Pour autant, des études historiques ont également suggéré que certaines femmes aisées et instruites auraient pu contribuer à façonner leurs propres diagnostics ou utiliser leur maladie pour éviter des tâches domestiques qu’elles trouvaient désagréables ou pénibles. Tous les médecins ne condamnaient pas les femmes pour leur ambition – nombre d’entre eux préconisaient des vies plus équilibrées, englobant des activités intellectuelles et physiques parallèlement aux rôles domestiques. D’autres patientes traitées par Mitchell, dont la critique et historienne Amelia Gere Mason et l’écrivaine Sarah Butler Wister, ont adapté leur traitement à leur mode de vie, Mitchell encourageant leurs activités intellectuelles et créatives.
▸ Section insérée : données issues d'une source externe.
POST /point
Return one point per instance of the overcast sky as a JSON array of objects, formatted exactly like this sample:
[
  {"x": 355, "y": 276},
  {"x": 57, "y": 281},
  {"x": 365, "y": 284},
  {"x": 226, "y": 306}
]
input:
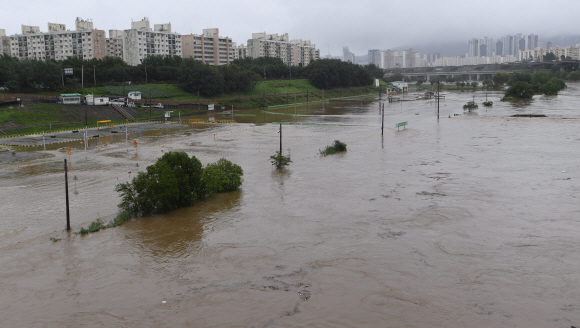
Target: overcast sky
[{"x": 359, "y": 24}]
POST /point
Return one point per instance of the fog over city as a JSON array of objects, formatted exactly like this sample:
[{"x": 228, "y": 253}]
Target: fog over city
[{"x": 360, "y": 25}]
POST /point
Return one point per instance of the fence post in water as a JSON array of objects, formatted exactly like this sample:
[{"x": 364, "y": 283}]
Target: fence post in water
[
  {"x": 383, "y": 119},
  {"x": 438, "y": 99},
  {"x": 66, "y": 192}
]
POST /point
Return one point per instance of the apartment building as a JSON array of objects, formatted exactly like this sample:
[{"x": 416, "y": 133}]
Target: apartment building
[
  {"x": 240, "y": 52},
  {"x": 59, "y": 43},
  {"x": 538, "y": 54},
  {"x": 209, "y": 47},
  {"x": 294, "y": 52},
  {"x": 141, "y": 41},
  {"x": 374, "y": 57},
  {"x": 114, "y": 43},
  {"x": 304, "y": 52},
  {"x": 4, "y": 43},
  {"x": 347, "y": 55},
  {"x": 271, "y": 45}
]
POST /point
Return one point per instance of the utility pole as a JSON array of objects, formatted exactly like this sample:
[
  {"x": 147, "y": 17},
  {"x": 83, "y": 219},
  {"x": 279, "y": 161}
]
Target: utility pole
[
  {"x": 123, "y": 81},
  {"x": 66, "y": 192},
  {"x": 383, "y": 120},
  {"x": 95, "y": 75},
  {"x": 438, "y": 89}
]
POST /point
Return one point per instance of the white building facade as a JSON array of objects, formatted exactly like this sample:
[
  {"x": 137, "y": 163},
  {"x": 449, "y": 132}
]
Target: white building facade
[
  {"x": 141, "y": 41},
  {"x": 294, "y": 52},
  {"x": 58, "y": 43}
]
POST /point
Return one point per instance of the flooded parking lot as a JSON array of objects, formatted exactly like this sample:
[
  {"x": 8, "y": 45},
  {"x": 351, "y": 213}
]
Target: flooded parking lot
[{"x": 465, "y": 221}]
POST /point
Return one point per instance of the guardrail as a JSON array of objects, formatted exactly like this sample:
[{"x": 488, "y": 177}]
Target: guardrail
[{"x": 402, "y": 124}]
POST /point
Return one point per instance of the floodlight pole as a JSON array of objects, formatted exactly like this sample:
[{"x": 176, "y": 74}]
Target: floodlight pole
[{"x": 66, "y": 192}]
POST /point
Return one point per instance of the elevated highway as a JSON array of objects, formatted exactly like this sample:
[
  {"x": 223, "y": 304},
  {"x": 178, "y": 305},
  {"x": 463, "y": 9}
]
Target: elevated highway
[{"x": 479, "y": 72}]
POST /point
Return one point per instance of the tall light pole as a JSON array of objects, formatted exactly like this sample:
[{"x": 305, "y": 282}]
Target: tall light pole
[{"x": 95, "y": 75}]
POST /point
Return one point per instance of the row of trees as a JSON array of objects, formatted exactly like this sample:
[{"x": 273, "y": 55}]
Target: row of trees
[
  {"x": 194, "y": 76},
  {"x": 526, "y": 85}
]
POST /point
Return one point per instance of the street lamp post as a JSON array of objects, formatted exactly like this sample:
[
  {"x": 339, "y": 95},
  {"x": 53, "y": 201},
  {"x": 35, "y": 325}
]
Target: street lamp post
[{"x": 95, "y": 75}]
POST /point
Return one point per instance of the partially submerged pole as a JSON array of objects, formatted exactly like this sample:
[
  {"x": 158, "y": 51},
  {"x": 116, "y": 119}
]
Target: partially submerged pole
[
  {"x": 438, "y": 89},
  {"x": 86, "y": 139},
  {"x": 66, "y": 192},
  {"x": 383, "y": 120}
]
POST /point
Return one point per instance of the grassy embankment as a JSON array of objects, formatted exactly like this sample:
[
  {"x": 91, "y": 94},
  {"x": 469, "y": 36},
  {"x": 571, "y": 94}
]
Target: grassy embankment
[
  {"x": 283, "y": 91},
  {"x": 37, "y": 117}
]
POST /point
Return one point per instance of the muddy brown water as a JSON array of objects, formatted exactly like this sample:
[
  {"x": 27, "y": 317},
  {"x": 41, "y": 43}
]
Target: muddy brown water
[{"x": 469, "y": 221}]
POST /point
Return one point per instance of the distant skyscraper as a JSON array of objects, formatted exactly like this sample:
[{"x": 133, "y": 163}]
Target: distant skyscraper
[
  {"x": 499, "y": 48},
  {"x": 473, "y": 45},
  {"x": 375, "y": 57},
  {"x": 347, "y": 55}
]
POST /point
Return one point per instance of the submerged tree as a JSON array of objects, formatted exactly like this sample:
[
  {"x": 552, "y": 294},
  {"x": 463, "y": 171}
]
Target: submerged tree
[
  {"x": 176, "y": 181},
  {"x": 280, "y": 161}
]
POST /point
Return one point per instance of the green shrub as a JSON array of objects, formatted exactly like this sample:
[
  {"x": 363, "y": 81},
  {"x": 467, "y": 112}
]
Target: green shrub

Pour Gilman, sa procédure de divorce, suffisamment rare à l’époque pour être annoncée comme un « scandale » dans divers journaux américains, a débuté l’année même de la publication de The Yellow Wallpaper, et elle est devenue de plus en plus active dans le mouvement des femmes. Écrivant des années plus tard au sujet de cette nouvelle, Gilman a décrit comment elle avait été écrite pour célébrer son évasion de justesse de la ruine mentale totale. Une copie a été envoyée à Mitchell mais n’a pas reçu de réponse.